I already have a Raspberry Pi on board. I can leverage it's horsepower to host a web server to interact and collect user input for the control engine and I can use the serial port on board as an output and connect it to Arduino board.
Of course this would be high-latency solution compared to a dedicated Zigbee for the same purpose but since the web server won't be going out of my LAN and there will be at the most 1 client, this can work.
I can serve a php page to the user and then make AJAX calls back to the server which can transport data directly to hardware layer via something like php-Serial library.
But I do want to make sure that there is a probing point on the data path for debugging and analytics. On the Zigbee implementation, the idea was to let Raspberry Pi probe the serial lines for incoming wireless commands. This probing can take place via a local SQL database which is good for offline analytics because of data persistency. But going through a database can introduce latency and again, analytics is not the primary goal here.
So, it is safe to replace the database as a probing point to something way simpler. I will do with a dedicated directory which will serve as a bucket between web server and hardware. The php scripts will dump the commands into this bucket.
Ok, let's cross the bridge.
Now that we have a bucket-full of commands, it is easy to come up with something that parses the commands, formats it the way the Arduino hardware controller expects it and ships it out. This being a Raspberry Pi board, the apparent and wise choice to do this is in Python.

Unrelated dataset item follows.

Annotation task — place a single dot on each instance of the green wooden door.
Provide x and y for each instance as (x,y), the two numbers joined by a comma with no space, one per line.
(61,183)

All right, let's put all this in a picture. A picture something something words something something.
In terms of improving to reach my final Zigbee goal, these are the iteration cycles marking major milestones:
- Iteration 0*: Implement directory based web-to-serial bridge on Raspberry Pi
- Iteration 1: Replace out directory based probing with a SQL database-based probing.
- Iteration 2: Replace web-to-serial bridge with RF Zigbee bridge.
Instead of collecting user input from a plain form input, let's choose something dynamic to stress out the bridge. Here is my choice:
- Transmit the mouse pointer coordinates as (x,y) pairs; where
(x,y) ∈ [0,255].
- Enable transmission on mouse down (left click press & hold). Disable transmission on mouse up (left click release)
- Layer1: This data is sent over to server via AJAX calls where a php script parses it and dumps it in the data bucket in the format compliant with the next layer.
- Layer2: A python script waiting on data drop in the bucket picks up the incoming data, parses it and sends it out via onboard serial port of Raspberry Pi.
Observations and issues:
- The data bucket needs to be a FIFO bucket.
- If there is no timestamp on the data, the python script should also ensure that it sends data out to serial that is relatively new. Additionally, it can also notify upstream that data was dropped in case it chooses to NOT send out data that got stale.
- Some of the design of layer2 is dependent on how the receiver on the the side of serial port looks like. If it is a high-speed serial bus and data processing is not an issue, then the inclination would be to let it decide what to do with the data packets bearing timestamps. On the other hand, if it is a simple controller, then heavy lifting should be done by python script as noted in previous point.